Kim Jong-nam diketahui telah lama tinggal di luar Korea Utara selama bertahun-tahun dan memiliki hubungan dekat dengan Cina. Ia menikah dan memiliki keluarga di Beijing dan kemudian pindah ke Macau, serta mendapatkan perlindungan dari pemerintah Cina.
"Kim Jong Un telah menguji kesabaran Cina. Jika Beijing tidak ingin melihat kehancuran total dari rezim Kim, Beijing berharap akan ada yang menggantikan Kim, Itulah sebabnya mengapa pemimpin Korea Utara itu semakin khawatir akan kehadiran saudaranya," ujar Yuwen, dikutip Free Malaysia Today.

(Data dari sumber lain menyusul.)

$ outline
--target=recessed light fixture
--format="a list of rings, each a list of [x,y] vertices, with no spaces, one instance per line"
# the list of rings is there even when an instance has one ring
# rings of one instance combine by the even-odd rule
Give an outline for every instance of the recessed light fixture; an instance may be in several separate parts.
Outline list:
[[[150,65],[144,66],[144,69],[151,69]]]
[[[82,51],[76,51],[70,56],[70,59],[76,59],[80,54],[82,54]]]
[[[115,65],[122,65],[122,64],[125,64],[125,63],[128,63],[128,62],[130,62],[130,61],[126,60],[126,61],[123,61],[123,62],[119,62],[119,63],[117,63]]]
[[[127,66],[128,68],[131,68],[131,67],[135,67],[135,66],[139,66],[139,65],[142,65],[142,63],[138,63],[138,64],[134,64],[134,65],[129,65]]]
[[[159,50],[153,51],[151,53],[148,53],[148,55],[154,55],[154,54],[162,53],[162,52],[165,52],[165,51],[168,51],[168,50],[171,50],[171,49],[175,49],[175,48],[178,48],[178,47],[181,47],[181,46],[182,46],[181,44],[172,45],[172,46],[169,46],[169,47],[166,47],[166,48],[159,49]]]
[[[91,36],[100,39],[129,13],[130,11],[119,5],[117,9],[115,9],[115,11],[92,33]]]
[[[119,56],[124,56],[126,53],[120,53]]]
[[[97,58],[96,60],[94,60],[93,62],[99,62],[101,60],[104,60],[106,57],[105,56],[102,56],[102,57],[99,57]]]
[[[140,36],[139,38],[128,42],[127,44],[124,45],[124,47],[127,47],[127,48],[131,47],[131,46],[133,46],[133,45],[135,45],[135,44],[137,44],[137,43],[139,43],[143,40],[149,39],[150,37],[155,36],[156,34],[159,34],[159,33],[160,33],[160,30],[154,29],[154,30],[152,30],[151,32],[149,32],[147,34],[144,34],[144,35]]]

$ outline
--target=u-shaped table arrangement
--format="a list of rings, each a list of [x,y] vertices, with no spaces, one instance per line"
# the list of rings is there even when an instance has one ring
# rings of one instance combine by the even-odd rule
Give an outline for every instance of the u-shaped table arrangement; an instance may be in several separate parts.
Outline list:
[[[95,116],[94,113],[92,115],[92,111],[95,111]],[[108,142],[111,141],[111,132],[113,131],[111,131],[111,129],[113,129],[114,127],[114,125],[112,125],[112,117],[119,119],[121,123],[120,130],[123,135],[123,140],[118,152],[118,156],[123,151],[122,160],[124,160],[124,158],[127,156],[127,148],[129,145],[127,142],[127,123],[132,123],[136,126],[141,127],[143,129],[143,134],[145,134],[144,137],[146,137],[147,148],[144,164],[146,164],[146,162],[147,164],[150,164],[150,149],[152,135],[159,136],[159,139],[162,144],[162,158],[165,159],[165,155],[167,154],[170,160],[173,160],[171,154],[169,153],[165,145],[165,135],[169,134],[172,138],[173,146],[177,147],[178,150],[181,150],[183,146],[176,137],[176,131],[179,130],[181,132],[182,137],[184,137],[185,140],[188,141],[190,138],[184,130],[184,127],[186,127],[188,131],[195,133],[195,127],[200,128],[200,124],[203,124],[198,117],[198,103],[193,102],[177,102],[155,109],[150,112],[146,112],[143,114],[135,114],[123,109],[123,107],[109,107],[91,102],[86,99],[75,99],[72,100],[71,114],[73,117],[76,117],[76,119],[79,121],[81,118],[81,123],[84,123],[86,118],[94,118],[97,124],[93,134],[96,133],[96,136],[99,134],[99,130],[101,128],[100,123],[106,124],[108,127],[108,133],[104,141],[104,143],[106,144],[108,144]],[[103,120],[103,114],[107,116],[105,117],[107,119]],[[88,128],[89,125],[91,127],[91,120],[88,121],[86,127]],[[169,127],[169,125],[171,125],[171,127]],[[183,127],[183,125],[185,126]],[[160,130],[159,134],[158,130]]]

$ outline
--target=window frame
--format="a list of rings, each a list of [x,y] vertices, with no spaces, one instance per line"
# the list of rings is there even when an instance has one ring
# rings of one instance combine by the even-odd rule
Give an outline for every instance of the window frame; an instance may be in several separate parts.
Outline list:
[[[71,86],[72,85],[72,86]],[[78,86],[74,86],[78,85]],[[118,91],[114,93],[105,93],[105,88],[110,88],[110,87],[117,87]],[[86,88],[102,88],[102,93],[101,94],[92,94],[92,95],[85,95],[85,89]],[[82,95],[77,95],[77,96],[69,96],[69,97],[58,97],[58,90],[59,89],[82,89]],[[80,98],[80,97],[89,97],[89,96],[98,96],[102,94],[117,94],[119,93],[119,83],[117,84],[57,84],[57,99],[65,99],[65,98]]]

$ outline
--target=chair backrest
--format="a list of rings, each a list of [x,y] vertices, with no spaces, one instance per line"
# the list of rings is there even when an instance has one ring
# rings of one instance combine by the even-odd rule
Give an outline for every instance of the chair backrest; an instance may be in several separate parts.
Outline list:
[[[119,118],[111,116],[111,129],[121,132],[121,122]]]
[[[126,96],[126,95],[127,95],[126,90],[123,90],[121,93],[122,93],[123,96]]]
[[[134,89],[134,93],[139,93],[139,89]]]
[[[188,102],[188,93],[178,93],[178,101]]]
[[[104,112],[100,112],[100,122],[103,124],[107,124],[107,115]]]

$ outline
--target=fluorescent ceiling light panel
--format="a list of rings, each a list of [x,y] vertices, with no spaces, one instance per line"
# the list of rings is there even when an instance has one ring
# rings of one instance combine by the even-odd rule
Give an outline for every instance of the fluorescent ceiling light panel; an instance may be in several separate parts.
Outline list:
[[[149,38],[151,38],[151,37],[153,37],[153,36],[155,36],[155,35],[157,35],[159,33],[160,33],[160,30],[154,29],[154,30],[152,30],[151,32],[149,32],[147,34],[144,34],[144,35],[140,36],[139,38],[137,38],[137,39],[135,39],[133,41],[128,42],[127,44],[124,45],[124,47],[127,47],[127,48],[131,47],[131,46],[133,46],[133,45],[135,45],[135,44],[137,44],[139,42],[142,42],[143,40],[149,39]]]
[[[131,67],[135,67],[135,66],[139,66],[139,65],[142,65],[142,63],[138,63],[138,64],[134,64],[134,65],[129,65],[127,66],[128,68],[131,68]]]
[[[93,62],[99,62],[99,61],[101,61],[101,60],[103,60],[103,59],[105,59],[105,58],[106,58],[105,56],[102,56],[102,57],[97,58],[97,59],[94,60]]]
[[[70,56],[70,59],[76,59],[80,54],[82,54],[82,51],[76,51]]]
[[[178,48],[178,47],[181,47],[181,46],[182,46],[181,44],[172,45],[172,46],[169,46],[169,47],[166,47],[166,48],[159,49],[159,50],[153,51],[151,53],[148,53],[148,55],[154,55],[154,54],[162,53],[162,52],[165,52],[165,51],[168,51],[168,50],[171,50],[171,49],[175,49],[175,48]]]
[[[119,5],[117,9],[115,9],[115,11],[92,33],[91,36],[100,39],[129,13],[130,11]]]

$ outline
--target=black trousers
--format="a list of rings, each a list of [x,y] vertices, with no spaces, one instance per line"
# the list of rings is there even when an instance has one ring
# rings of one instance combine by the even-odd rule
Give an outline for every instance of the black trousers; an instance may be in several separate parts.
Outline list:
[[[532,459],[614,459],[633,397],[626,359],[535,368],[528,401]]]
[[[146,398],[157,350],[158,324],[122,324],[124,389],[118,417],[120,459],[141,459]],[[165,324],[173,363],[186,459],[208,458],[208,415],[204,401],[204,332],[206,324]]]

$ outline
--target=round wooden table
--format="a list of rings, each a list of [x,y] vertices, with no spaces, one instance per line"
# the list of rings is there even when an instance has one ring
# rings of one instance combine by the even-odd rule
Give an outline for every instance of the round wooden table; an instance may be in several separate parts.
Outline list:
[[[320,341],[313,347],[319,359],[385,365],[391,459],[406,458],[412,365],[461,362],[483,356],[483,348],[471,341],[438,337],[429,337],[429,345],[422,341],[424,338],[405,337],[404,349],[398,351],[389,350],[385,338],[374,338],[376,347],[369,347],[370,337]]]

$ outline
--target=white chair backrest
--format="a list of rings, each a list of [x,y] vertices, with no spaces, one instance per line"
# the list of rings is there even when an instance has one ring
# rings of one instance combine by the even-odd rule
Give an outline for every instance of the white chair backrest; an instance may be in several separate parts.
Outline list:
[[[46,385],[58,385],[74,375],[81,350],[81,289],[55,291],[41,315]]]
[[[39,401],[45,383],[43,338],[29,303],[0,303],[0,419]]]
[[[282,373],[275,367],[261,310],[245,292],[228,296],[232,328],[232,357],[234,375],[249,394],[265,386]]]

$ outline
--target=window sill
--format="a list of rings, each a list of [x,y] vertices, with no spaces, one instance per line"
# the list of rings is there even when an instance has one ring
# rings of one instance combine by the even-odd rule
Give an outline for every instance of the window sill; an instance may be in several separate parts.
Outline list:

Korea Utara telah berulang kali melakukan uji coba nuklir dan rudal, yang menimbulkan keresahan Cina. Sikap Korea Utara menempatkan Beijing di posisi sulit sebagai sekutu Korea Utara dan AS.
Sementara Kim Jong-nam yang dianggap sebagai pengganti potensial kepemimpinan Korea Utara, menjadi alat bagi Cina untuk menekan Kim Jong-un. Meski demikian, Kim Jong-nam telah masuk ke daftar eksekusi yang akan dilakukan saudaranya.
Beijing selama ini mengekspor sebagian besar makanan dan bahan bakar ke Korea Utara. Kedua negara memiliki hubungan yang solid sejak 1950, ketika mereka berjuang bersama dalam Perang Korea. Para pendiri kedua negara itu bahkan mengatakan mereka memiliki ikatan yang dibangun dengan darah.
Juru Bicara Kementerian Luar Negeri Cina, Geng Shuang, mengatakan pembunuhan Kim Jong-nam tidak akan mempengaruhi hubungan Cina dan Korea Selatan. Walaupun sejak 2011, satu tahun sebelum Presiden Xi Jinping mengambil alih kekuasaan di Cina, kedua pemimpin negara tidak pernah bertemu.
Cina telah melihat pengembangan nuklir Korea Utara dengan keprihatinan. Pemimpinnya merilis daftar baru produk yang dilarang untuk ekspor ke Korea Utara pada Januari lalu, untuk mematuhi sanksi baru PBB dan mengatasi kecaman internasional.